The book goes over a case study for one spouse liable. However, I have a case where the tax payer lives with his fiance and his mom takes care of his two daughters (daughters do not live with taxpayer, he sends mom child support voluntarily not court ordered).
Will the IRS allow the 433 analysis as a household of 4 even though:
1. Taxpayer is not legally married. Only lives with fiance.
2. Daughters don’t live with him they live with his mom.
If not, if I submit the 433 omitting fiance’s income and expenses and including a statement disclosing the fiancé’s information will IRS accept it. Fiance’s income about 80k a year. Both Taxpayer and Finance share the checking account. Taxpayer works very little and lives off student loans. He is in medschool. Taxpayer incurred debt for prior years because he had worked as contractor and never paid the SE taxes.
Presently, I am conducting the 433 analysis on both scenarios:
-Taxpayer Income and expenses only vs. 433 analysis as a household of 4.

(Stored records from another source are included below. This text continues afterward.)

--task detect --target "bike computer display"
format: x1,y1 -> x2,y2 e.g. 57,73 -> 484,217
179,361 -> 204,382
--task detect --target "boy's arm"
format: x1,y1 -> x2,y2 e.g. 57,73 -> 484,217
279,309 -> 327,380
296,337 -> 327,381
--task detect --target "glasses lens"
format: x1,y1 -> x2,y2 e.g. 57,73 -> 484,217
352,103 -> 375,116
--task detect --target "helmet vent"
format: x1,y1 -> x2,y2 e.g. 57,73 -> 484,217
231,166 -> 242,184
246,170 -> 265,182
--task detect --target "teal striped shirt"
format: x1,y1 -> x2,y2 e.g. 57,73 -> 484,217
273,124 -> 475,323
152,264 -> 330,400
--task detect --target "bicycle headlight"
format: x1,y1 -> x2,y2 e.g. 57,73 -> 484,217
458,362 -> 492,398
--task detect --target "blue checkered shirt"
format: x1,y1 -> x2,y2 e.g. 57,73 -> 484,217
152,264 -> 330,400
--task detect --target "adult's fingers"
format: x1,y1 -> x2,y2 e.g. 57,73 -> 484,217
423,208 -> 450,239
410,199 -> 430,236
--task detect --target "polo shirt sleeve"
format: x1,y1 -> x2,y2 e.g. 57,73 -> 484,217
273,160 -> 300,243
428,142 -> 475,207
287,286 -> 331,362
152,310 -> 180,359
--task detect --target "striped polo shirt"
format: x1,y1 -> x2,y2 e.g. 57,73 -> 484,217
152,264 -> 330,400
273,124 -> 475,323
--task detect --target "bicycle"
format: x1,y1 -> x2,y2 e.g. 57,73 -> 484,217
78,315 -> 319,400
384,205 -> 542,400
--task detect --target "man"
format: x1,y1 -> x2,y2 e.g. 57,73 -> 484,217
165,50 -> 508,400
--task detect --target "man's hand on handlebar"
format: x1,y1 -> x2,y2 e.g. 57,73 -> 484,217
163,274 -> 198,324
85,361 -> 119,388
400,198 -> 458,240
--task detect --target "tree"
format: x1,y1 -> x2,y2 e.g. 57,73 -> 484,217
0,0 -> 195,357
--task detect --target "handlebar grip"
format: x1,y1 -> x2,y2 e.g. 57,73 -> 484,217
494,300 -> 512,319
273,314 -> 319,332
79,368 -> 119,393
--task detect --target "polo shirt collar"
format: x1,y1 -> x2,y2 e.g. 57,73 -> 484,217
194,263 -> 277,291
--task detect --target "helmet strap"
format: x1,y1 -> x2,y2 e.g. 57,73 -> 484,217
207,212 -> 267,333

Its complicated but I think:
1. It is a household of two and the joint expenses need to be allocated between the taxpayer and Fiance;
2. The child support paid to the mom is debatable – the IRS will try to refuse it because it is not court ordered but he is legally responsible to support his children. I would consider looking at the state child support laws and see if there is a minimum by law and use that as the basis for allowing these payments.